3. Participate in a gallery show.
I draw because I love it, but have never truly pursued it as a career the way most artists do. I would love, just once, to have a few pieces in a show. A group show is fine since, with my bad habit of giving art away, I'll probably never amass enough for a solo show. Even better if the pieces sell, preferably to people I don't already know.
4. Take a pottery class.
Simple, I know, but I never seem to get around to it, find the time, or have the money. Being a stay-at-home mom who doesn't drive doesn't really help. Pottery has always looked like something that would be relaxing, sitting at that wheel, hands deep in cool clay. I might end up being terrible at it, but I'd still like to try.

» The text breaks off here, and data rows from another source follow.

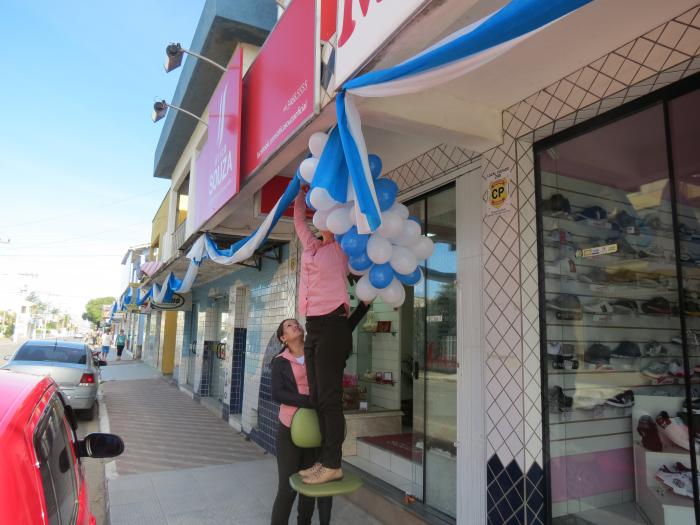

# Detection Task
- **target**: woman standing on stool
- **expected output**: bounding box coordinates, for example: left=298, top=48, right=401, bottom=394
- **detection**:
left=270, top=303, right=369, bottom=525
left=294, top=187, right=352, bottom=484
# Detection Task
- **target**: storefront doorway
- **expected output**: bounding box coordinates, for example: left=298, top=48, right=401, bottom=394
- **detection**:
left=535, top=78, right=700, bottom=525
left=345, top=185, right=457, bottom=517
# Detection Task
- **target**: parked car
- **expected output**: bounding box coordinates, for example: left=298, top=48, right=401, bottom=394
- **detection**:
left=0, top=370, right=124, bottom=525
left=3, top=339, right=107, bottom=419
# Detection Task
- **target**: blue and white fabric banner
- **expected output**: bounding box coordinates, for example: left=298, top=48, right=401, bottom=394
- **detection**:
left=121, top=0, right=591, bottom=308
left=336, top=0, right=591, bottom=233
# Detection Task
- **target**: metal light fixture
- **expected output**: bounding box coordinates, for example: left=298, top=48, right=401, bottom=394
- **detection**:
left=151, top=100, right=207, bottom=126
left=164, top=43, right=226, bottom=73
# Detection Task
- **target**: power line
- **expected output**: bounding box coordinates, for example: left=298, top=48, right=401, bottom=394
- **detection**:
left=0, top=189, right=163, bottom=228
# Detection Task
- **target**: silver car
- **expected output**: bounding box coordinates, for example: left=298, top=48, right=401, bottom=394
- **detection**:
left=0, top=339, right=102, bottom=419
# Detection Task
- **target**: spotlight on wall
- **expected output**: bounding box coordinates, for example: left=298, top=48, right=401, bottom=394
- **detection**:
left=151, top=100, right=207, bottom=126
left=164, top=43, right=226, bottom=73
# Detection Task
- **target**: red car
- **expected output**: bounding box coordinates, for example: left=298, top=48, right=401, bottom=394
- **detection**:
left=0, top=370, right=124, bottom=525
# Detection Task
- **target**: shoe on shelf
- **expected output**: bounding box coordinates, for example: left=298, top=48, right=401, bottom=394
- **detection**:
left=299, top=462, right=323, bottom=478
left=668, top=359, right=687, bottom=377
left=547, top=342, right=575, bottom=358
left=644, top=341, right=668, bottom=357
left=642, top=361, right=668, bottom=379
left=583, top=300, right=615, bottom=315
left=302, top=466, right=343, bottom=485
left=610, top=341, right=642, bottom=359
left=549, top=386, right=574, bottom=414
left=637, top=415, right=663, bottom=452
left=605, top=390, right=634, bottom=408
left=656, top=410, right=697, bottom=450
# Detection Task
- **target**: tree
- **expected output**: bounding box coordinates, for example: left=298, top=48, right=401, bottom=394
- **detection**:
left=83, top=297, right=115, bottom=326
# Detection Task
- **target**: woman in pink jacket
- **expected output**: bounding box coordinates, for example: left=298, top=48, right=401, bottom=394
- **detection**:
left=294, top=191, right=352, bottom=484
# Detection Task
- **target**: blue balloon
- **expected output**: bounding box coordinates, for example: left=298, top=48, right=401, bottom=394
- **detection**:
left=306, top=191, right=316, bottom=211
left=369, top=263, right=394, bottom=290
left=340, top=226, right=369, bottom=257
left=374, top=178, right=399, bottom=211
left=396, top=266, right=423, bottom=286
left=348, top=251, right=374, bottom=272
left=367, top=153, right=382, bottom=180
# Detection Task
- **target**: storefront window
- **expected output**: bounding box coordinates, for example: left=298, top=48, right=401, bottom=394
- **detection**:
left=536, top=88, right=700, bottom=525
left=343, top=182, right=457, bottom=517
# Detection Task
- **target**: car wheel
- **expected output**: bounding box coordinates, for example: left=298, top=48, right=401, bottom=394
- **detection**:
left=80, top=401, right=97, bottom=421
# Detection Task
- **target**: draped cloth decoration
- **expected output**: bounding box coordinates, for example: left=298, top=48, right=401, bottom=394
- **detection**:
left=115, top=0, right=591, bottom=308
left=335, top=0, right=591, bottom=233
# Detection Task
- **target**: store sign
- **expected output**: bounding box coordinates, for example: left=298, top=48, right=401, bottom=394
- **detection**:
left=484, top=168, right=515, bottom=217
left=335, top=0, right=427, bottom=87
left=241, top=0, right=318, bottom=178
left=255, top=175, right=314, bottom=219
left=194, top=48, right=243, bottom=228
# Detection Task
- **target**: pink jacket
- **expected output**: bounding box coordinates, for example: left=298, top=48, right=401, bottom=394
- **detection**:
left=294, top=191, right=350, bottom=317
left=275, top=348, right=309, bottom=427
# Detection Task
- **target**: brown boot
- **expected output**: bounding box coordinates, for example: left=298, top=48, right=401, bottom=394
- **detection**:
left=299, top=463, right=323, bottom=478
left=303, top=467, right=343, bottom=485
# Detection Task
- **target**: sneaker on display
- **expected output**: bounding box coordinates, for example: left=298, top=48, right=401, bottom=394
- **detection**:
left=583, top=343, right=610, bottom=365
left=547, top=342, right=575, bottom=357
left=605, top=390, right=634, bottom=408
left=583, top=300, right=615, bottom=315
left=637, top=415, right=663, bottom=452
left=644, top=341, right=668, bottom=357
left=549, top=386, right=573, bottom=414
left=642, top=361, right=668, bottom=379
left=610, top=341, right=642, bottom=359
left=656, top=410, right=697, bottom=450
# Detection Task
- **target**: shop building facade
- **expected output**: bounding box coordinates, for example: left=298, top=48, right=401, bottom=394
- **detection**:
left=123, top=0, right=700, bottom=525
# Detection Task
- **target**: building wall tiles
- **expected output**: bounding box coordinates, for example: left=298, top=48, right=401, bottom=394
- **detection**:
left=483, top=7, right=700, bottom=524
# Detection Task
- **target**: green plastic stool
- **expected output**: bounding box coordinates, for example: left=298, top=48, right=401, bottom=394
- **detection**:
left=291, top=408, right=321, bottom=448
left=289, top=408, right=362, bottom=498
left=289, top=472, right=362, bottom=498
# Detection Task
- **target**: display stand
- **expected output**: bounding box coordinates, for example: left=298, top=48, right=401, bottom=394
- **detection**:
left=632, top=396, right=695, bottom=525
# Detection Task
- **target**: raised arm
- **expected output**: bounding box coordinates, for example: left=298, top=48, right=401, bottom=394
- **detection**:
left=294, top=190, right=318, bottom=250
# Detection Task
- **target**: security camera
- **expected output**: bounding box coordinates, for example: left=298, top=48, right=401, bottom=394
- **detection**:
left=151, top=100, right=168, bottom=122
left=164, top=43, right=185, bottom=73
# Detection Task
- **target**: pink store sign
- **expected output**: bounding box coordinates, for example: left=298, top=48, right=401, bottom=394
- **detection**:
left=194, top=48, right=243, bottom=228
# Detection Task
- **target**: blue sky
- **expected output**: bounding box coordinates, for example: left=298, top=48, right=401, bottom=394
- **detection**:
left=0, top=0, right=204, bottom=314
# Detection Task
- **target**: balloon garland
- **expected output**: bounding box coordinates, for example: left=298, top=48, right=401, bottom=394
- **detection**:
left=297, top=132, right=434, bottom=307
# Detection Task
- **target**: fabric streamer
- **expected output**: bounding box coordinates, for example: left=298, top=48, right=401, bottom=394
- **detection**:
left=113, top=0, right=591, bottom=313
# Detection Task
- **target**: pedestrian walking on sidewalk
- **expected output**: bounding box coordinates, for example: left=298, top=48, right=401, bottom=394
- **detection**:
left=115, top=330, right=126, bottom=361
left=102, top=331, right=112, bottom=361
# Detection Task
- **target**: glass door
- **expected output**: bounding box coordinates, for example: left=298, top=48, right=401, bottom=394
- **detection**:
left=408, top=186, right=457, bottom=517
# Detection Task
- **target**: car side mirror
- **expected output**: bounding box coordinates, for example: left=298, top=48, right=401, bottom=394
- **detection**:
left=75, top=432, right=124, bottom=458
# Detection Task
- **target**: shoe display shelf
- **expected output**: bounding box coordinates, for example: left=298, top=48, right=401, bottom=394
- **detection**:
left=632, top=395, right=695, bottom=525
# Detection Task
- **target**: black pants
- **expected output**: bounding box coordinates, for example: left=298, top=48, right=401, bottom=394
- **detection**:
left=304, top=307, right=352, bottom=468
left=271, top=423, right=333, bottom=525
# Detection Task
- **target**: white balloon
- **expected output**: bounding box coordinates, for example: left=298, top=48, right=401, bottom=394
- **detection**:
left=367, top=233, right=392, bottom=264
left=388, top=202, right=410, bottom=220
left=326, top=206, right=352, bottom=235
left=312, top=210, right=328, bottom=231
left=377, top=211, right=403, bottom=239
left=355, top=275, right=379, bottom=302
left=307, top=187, right=340, bottom=211
left=379, top=277, right=406, bottom=308
left=348, top=264, right=372, bottom=275
left=410, top=235, right=435, bottom=260
left=389, top=246, right=418, bottom=275
left=394, top=220, right=420, bottom=246
left=299, top=157, right=318, bottom=184
left=309, top=131, right=328, bottom=158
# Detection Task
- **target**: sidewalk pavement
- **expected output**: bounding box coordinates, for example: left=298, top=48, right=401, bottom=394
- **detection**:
left=102, top=360, right=379, bottom=525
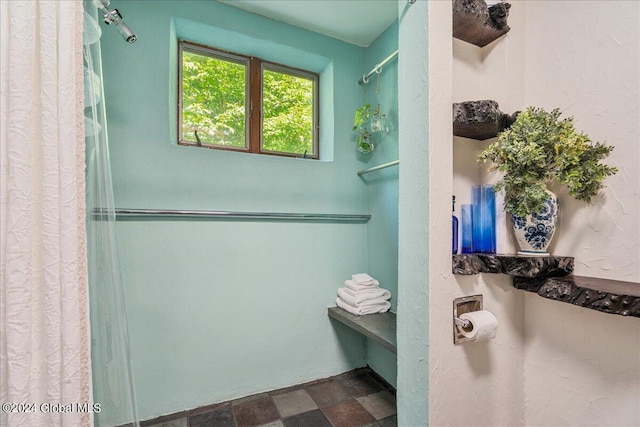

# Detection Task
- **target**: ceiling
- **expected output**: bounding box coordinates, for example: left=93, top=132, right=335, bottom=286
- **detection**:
left=218, top=0, right=398, bottom=47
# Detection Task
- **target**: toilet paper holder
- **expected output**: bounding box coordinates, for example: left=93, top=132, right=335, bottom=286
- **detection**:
left=453, top=295, right=483, bottom=344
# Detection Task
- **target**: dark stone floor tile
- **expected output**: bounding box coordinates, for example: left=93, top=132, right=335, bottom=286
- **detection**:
left=336, top=369, right=385, bottom=397
left=233, top=397, right=280, bottom=427
left=189, top=406, right=236, bottom=427
left=282, top=409, right=331, bottom=427
left=356, top=390, right=396, bottom=420
left=307, top=380, right=351, bottom=408
left=322, top=399, right=376, bottom=427
left=378, top=415, right=398, bottom=427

5. Get a bachelor's degree in art.
I never went to college. When I was younger, I always thought, if I went, the only things I would want to major in were art or English, and I had heard (and stupidly believed) both were useless degrees. Here I am, a decade later, just discovering things like block printing and how to work in pastels, and I think about how much sooner I would have made these discoveries if I had went to college and majored in art, worthless degree or not. And of course, a decade later, I am finally smart enough to realize any degree is better than no degree. So one of these days, when the kid is a little older, I think I'll go back to school.
And while I'm there, maybe I'll take a pottery class.